In the wake of the increased law enforcement operations, these experts say, cartels have shifted alliances, and some have even begun operating in smaller units. But they have begun to bounce back, and so has the violence that comes with them.

"The good news is that the government of Mexico has arrested more kingpins and dismantled more cartels," said Jorge Chabat, an expert on organized crime at the Mexican research institute CIDE. "The bad news is that it means nothing. It hasn't stopped drugs from moving across the country. In fact, all it has done is created more violence."

Mr. Chabat added, "For many years, the United States complained that if Mexico did its job and put these kingpins in jail, then the drug war would end.
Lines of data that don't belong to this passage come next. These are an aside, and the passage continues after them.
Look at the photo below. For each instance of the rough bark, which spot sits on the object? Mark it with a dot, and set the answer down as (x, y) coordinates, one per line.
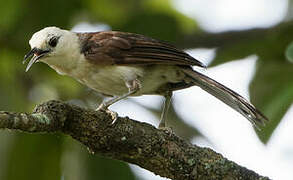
(159, 151)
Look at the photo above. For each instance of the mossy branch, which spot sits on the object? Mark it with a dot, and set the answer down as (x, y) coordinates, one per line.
(159, 151)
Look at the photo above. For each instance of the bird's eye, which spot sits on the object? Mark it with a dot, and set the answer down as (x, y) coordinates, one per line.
(53, 41)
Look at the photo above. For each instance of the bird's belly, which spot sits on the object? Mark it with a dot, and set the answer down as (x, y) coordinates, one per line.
(111, 80)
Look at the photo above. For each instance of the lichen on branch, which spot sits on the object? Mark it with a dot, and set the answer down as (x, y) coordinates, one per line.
(159, 151)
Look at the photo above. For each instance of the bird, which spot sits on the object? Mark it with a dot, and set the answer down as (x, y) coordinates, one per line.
(123, 64)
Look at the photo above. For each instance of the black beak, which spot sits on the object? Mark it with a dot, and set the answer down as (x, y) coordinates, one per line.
(37, 54)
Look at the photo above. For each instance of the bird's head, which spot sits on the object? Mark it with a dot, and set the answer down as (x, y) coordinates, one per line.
(49, 44)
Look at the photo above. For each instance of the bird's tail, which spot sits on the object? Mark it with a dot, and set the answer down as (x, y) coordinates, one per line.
(229, 97)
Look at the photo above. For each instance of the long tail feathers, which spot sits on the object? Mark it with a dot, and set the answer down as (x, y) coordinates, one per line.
(229, 97)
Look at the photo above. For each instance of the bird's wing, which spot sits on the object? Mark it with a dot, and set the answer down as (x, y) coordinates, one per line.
(120, 48)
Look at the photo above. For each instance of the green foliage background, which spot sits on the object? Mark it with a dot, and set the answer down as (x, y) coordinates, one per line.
(26, 156)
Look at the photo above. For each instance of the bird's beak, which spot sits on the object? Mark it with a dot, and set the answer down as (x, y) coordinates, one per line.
(37, 54)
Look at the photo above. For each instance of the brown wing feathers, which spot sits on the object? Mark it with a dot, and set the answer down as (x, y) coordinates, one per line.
(131, 49)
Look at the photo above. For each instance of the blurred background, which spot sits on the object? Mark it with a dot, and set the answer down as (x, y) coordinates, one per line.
(246, 43)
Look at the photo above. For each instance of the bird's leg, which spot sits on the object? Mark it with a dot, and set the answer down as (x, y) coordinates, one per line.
(167, 103)
(133, 87)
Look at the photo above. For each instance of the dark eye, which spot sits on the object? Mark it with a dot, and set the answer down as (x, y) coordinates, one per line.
(53, 41)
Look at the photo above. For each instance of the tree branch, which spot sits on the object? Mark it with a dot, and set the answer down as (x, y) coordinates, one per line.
(159, 151)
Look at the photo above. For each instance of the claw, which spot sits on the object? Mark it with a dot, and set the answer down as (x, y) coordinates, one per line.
(113, 114)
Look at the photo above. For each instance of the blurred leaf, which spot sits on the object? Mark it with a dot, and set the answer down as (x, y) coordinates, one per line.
(272, 91)
(10, 11)
(289, 52)
(34, 157)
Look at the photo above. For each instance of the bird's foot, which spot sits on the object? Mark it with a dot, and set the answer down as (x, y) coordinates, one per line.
(114, 115)
(166, 129)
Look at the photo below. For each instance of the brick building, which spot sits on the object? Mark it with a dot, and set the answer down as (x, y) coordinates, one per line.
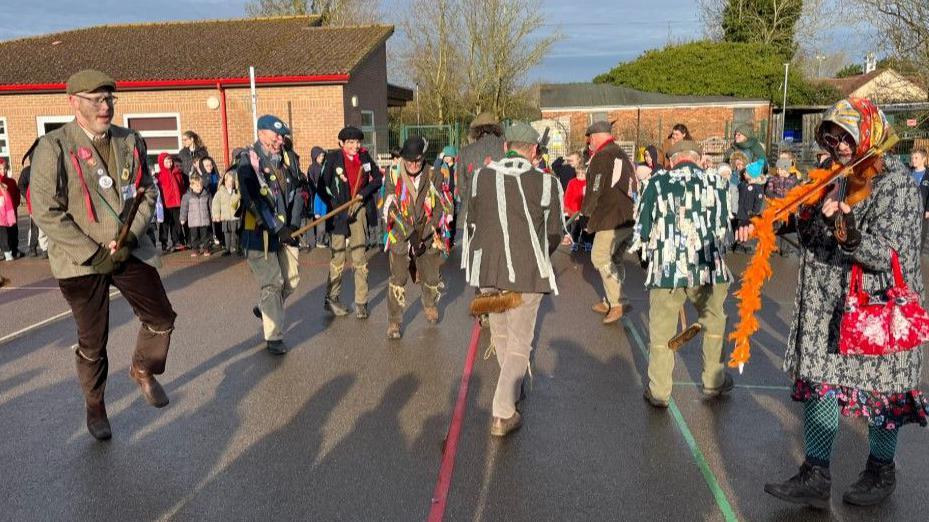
(642, 118)
(176, 76)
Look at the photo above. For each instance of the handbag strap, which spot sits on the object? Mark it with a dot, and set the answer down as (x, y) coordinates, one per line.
(855, 283)
(898, 272)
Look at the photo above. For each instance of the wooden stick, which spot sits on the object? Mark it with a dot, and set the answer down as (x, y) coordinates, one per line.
(302, 230)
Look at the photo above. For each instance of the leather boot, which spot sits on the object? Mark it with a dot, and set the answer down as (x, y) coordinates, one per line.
(812, 486)
(502, 427)
(432, 314)
(874, 485)
(97, 423)
(152, 391)
(393, 331)
(335, 308)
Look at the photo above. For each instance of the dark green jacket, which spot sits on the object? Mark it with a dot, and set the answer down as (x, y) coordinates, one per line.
(682, 228)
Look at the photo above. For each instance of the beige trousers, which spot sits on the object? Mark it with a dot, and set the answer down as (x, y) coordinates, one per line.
(278, 275)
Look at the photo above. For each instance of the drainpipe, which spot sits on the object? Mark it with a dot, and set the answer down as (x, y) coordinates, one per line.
(225, 123)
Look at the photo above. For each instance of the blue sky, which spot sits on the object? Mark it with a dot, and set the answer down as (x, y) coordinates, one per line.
(598, 34)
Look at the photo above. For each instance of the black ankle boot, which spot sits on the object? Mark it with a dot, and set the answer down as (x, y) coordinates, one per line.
(811, 487)
(874, 485)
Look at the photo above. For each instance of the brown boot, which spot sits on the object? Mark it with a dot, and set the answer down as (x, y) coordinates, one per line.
(615, 313)
(97, 423)
(502, 427)
(152, 391)
(393, 331)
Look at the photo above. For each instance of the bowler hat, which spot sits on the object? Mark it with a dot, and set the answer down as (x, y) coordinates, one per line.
(273, 123)
(351, 133)
(414, 148)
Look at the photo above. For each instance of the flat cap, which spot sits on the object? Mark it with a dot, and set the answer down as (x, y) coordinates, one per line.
(598, 127)
(484, 118)
(351, 133)
(684, 146)
(520, 132)
(274, 124)
(414, 148)
(89, 80)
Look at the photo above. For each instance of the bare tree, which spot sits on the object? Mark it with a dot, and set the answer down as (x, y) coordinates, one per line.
(431, 57)
(504, 40)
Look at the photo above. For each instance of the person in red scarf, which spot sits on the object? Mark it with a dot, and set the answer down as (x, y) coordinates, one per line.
(171, 182)
(348, 174)
(9, 230)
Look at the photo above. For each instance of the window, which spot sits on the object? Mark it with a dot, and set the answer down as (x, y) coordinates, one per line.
(598, 116)
(370, 130)
(743, 116)
(46, 124)
(4, 142)
(161, 132)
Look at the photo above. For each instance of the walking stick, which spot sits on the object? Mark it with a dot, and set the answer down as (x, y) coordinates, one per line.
(302, 230)
(687, 333)
(130, 217)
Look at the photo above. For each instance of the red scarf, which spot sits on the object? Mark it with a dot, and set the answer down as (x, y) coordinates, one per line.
(352, 172)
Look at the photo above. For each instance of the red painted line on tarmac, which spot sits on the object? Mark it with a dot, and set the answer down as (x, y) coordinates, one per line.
(440, 496)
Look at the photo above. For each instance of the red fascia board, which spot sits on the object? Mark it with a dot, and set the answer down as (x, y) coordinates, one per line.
(189, 83)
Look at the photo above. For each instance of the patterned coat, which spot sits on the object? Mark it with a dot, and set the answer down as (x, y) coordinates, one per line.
(682, 228)
(429, 212)
(888, 219)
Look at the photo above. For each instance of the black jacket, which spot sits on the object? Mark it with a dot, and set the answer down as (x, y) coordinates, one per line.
(515, 255)
(334, 191)
(609, 206)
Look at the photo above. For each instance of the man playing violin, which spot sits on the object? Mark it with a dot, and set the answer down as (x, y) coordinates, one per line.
(878, 214)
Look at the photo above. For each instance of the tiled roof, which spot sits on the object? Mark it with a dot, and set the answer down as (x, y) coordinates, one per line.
(565, 95)
(852, 83)
(211, 49)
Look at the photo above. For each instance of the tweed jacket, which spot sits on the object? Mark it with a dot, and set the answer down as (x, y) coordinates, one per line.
(514, 224)
(890, 218)
(610, 182)
(472, 158)
(71, 206)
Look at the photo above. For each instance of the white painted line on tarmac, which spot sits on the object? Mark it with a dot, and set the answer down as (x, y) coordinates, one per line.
(19, 333)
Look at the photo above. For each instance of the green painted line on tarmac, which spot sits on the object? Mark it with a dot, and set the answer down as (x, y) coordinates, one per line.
(742, 386)
(721, 500)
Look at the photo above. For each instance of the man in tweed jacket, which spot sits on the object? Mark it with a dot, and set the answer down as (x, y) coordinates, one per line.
(84, 177)
(515, 223)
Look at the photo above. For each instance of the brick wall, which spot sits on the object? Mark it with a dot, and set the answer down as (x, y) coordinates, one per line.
(315, 113)
(369, 82)
(654, 124)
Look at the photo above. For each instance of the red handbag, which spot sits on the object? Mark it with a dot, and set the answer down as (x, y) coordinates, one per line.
(882, 325)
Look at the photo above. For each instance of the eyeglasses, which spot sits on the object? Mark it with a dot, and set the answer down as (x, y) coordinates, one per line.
(832, 141)
(99, 100)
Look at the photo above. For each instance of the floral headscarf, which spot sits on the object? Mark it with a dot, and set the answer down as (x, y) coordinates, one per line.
(863, 121)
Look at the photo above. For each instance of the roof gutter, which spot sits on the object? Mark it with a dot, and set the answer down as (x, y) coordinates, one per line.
(194, 83)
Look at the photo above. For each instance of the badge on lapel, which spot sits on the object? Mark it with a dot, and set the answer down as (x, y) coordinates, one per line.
(86, 156)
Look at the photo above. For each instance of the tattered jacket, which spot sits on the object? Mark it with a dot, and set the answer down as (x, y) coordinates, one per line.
(514, 223)
(427, 215)
(682, 228)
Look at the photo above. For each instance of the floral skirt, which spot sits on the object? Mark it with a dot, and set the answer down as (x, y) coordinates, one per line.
(888, 411)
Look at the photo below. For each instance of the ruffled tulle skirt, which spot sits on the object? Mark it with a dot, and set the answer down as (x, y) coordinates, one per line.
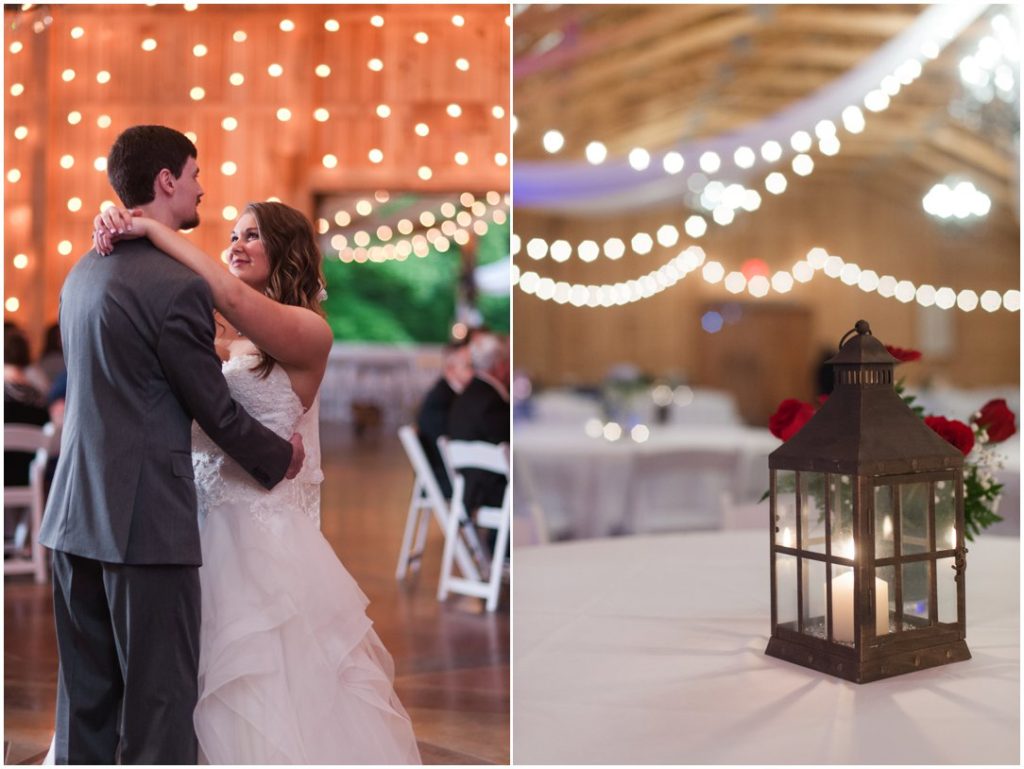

But Mexico has done its job, and the war continues."

In a meeting with reporters on Thursday, Mr. Vasconcelos said the jailed drug bosses had used their lawyers to carry messages to operatives on the outside. He also said an untold number of guards had been bribed or threatened into cooperating.

At least five prison officials are being held in connection with the recent killings at the jail, including the director and two of his aides. And in the last week the government reinforced the security at La Palma, sending an additional 179 guards.

Jésus Blancornelas, a crusading Tijuana journalist who is one of the country's foremost experts on the drug trade, said adding officers to the prison would not change anything unless the rotten officers were removed.

"The problem in Mexico is that as long as you don't clean up the police, the drug trafficking system is going to continue working," Mr. Blancornelas said. "They say to me what do you have to do to capture the drug dealers, and I tell them, first, you have to capture the bad cops."